Plafond de la mosquée
J'ai été frappé par le type de détails et le savoir-faire qui s'affichent dans la mosquée ; on ne voit pas ce genre de choses dans l'environnement urbain du Maroc.

Souk Window

Fenêtre du souk
Quand on traverse ces souks, on s'aperçoit que les structures tiennent à peine debout, elles sont en pleine déliquescence. Mais ce qu'on y vend est flambant neuf. Ici, on voit le contraste saisissant formé par les vêtements neufs présentés sur, ou même à travers, cette fenêtre très ancienne.

YSL Door

Porte YSL
Le jardin Majorelle de Marrakech a été conçu durant les années 20 et 30, pendant la période coloniale. Il a ensuite appartenu à Yves Saint Laurent. C'est maintenant un site touristique, mais j'ai été frappé par la quantité des couleurs qui en émanent. On n'a tout simplement pas l'habitude de voir toutes ces couleurs.

Havana

La Havane
Cette photo a été prise à La Havane, derrière un restaurant situé dans un ancien bâtiment reconverti. Le bleu azur de l'océan, en contraste avec le bleu de la piscine, et traversé par ces marches, était d'une certaine façon encore plus saisissant qu'un tableau de Hockney.

RCA

RCA
Je me baladais dans l'un des quartiers commerçants de La Havane quand je suis tombé sur ce panneau. Il m'a vraiment frappé ; il était figé par le temps, recouvert d'herbes folles. On pouvait voir qu'il datait d'une période révolue, quand les États-Unis avaient des relations commerciales avec Cuba. J'adore tous ces éléments graphiques.

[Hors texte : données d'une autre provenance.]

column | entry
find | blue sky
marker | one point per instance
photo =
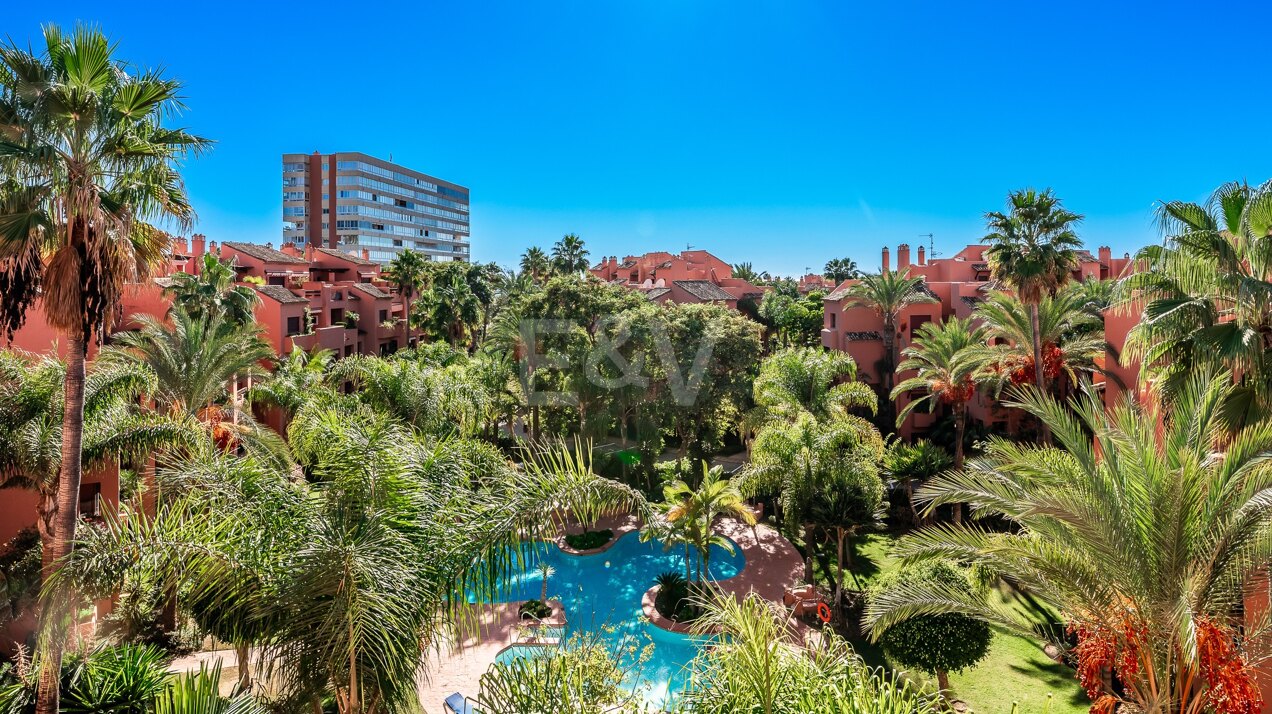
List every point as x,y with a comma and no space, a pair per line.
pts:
777,133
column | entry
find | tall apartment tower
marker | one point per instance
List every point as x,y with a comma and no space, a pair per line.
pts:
350,201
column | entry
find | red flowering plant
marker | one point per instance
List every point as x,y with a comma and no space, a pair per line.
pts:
1145,526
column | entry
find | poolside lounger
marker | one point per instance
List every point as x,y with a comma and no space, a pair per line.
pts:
457,704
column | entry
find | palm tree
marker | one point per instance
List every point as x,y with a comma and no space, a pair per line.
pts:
814,381
798,461
214,292
1071,337
87,163
1206,295
448,309
392,536
569,256
297,379
1141,528
746,271
948,359
1033,250
193,359
695,512
536,264
31,428
407,271
841,269
888,294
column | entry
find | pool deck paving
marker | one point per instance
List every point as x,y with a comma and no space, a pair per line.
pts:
772,565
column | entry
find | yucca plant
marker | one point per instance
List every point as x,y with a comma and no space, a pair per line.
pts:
1142,530
757,667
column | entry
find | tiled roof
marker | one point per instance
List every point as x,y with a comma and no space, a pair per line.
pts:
350,257
280,294
261,252
702,289
838,294
372,290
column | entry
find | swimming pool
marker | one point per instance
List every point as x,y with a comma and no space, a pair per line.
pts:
602,597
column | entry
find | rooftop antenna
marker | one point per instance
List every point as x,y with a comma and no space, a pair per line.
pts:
931,245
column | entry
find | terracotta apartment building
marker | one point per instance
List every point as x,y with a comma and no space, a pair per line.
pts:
958,283
692,276
312,297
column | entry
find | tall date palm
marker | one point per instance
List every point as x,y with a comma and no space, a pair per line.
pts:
87,159
1033,250
1142,528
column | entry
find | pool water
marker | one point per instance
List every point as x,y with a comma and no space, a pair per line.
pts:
602,597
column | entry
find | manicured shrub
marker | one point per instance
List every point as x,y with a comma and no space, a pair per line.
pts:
936,644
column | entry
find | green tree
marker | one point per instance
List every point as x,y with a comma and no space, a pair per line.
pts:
948,359
193,358
814,381
449,309
888,294
569,255
908,465
295,379
88,161
536,264
407,271
115,429
1033,250
939,643
692,512
214,293
1205,301
841,269
746,271
1139,527
1071,339
801,461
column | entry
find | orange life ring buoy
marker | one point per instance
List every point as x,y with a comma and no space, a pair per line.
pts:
823,612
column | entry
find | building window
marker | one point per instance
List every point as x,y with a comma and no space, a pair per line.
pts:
90,499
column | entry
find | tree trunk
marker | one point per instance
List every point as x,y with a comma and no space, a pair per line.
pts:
406,320
840,561
243,654
888,377
943,680
959,428
1038,371
61,526
808,553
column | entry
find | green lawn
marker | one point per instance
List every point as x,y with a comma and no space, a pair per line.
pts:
1015,671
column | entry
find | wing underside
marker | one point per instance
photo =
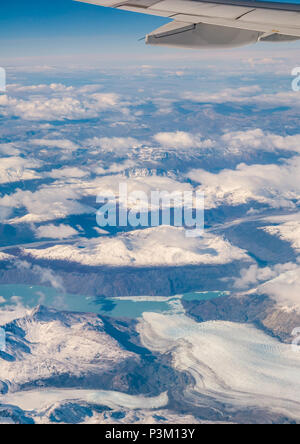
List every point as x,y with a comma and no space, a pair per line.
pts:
218,23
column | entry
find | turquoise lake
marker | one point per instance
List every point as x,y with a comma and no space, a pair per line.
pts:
130,307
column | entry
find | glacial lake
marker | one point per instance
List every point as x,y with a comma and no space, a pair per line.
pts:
127,306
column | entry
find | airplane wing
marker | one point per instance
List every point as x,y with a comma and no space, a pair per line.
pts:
215,23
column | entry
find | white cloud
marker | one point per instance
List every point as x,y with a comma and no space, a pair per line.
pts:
63,144
161,246
181,140
59,103
55,231
14,169
240,141
275,185
116,145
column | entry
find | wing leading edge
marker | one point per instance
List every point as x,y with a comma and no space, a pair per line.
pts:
217,23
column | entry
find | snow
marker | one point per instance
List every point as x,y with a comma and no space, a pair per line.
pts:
235,363
161,246
57,344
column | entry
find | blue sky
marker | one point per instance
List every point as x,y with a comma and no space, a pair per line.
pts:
36,27
39,28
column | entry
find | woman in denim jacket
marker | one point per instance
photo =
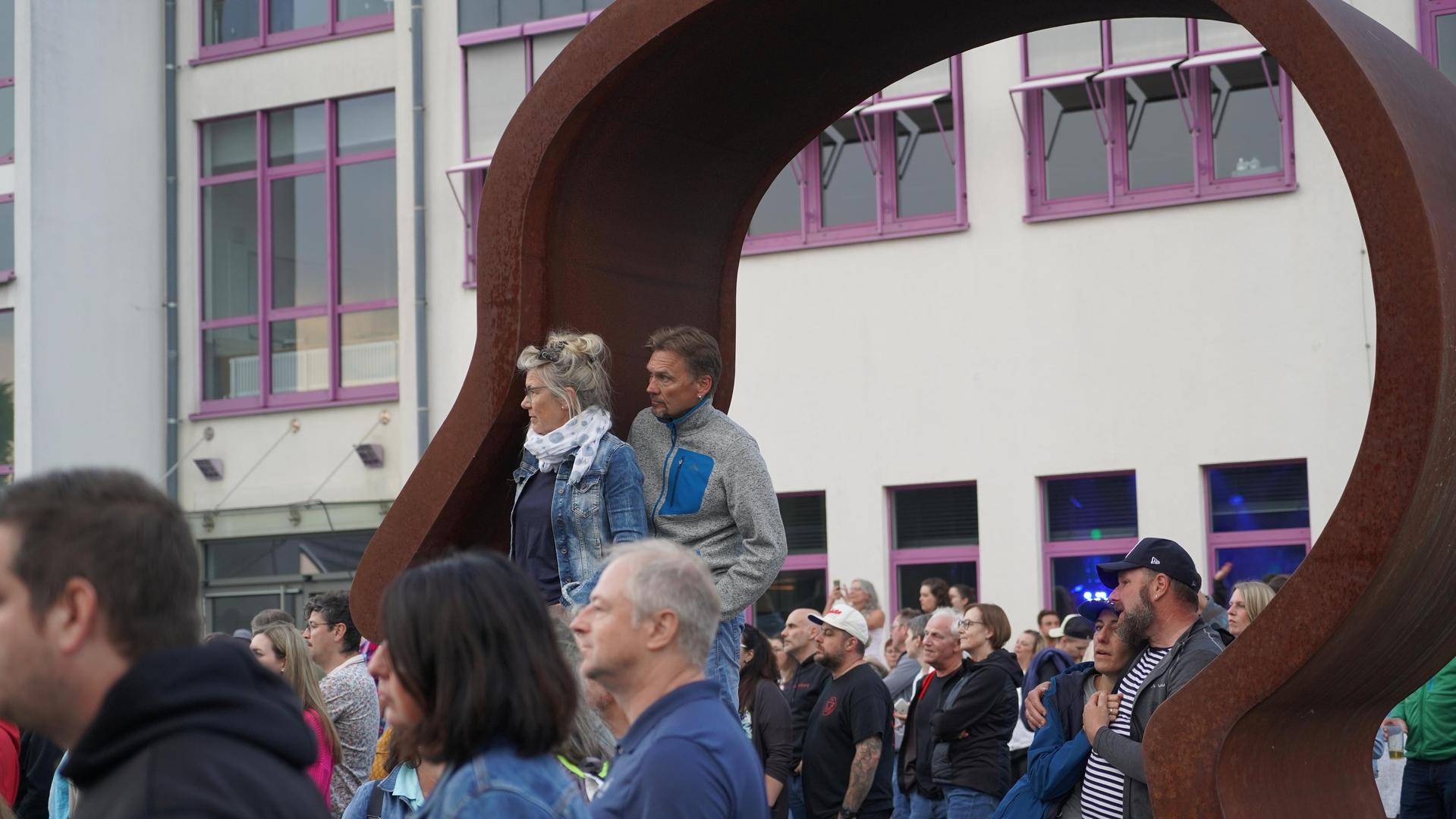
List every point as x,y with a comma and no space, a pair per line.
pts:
578,488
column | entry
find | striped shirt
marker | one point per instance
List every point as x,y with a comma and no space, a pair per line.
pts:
1102,784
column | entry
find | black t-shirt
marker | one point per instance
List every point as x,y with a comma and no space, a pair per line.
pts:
532,540
926,706
852,709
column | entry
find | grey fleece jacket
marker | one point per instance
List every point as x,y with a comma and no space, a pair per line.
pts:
708,488
1194,651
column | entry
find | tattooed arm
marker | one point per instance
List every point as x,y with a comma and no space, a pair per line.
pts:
863,771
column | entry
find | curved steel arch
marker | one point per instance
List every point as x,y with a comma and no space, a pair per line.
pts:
619,201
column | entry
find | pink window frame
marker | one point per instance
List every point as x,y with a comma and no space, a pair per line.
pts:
887,224
1052,549
1247,538
1118,198
263,175
8,275
1426,14
272,41
804,562
473,180
964,553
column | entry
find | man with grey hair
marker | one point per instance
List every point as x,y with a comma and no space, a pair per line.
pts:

Escuelas Nacionales de Arte

Escuelas Nacionales de Arte
Il est clair que Cuba a un climat tropical et j'ai été intrigué par les descentes d'eau ; je voulais voir comment les designers avaient géré les problèmes liés à la pluie et à la protection des intempéries. C'était très intéressant du point de vue du graphisme.

Havana Shadows

Ombres sur La Havane
Je crois que nous étions dans un café quand j'ai vu ces types qui travaillaient sur un bâtiment ; je pense qu'ils étaient en train de le rénover ou quelque chose comme ça. Ils avaient un seau pour descendre les gravats ; j'ai essayé de capturer tout ça, mais je ne suis pas parvenu à obtenir une bonne prise de vue. En fin de compte, j'ai capturé cette image : un type avec une brouette qui se tient juste un peu à part.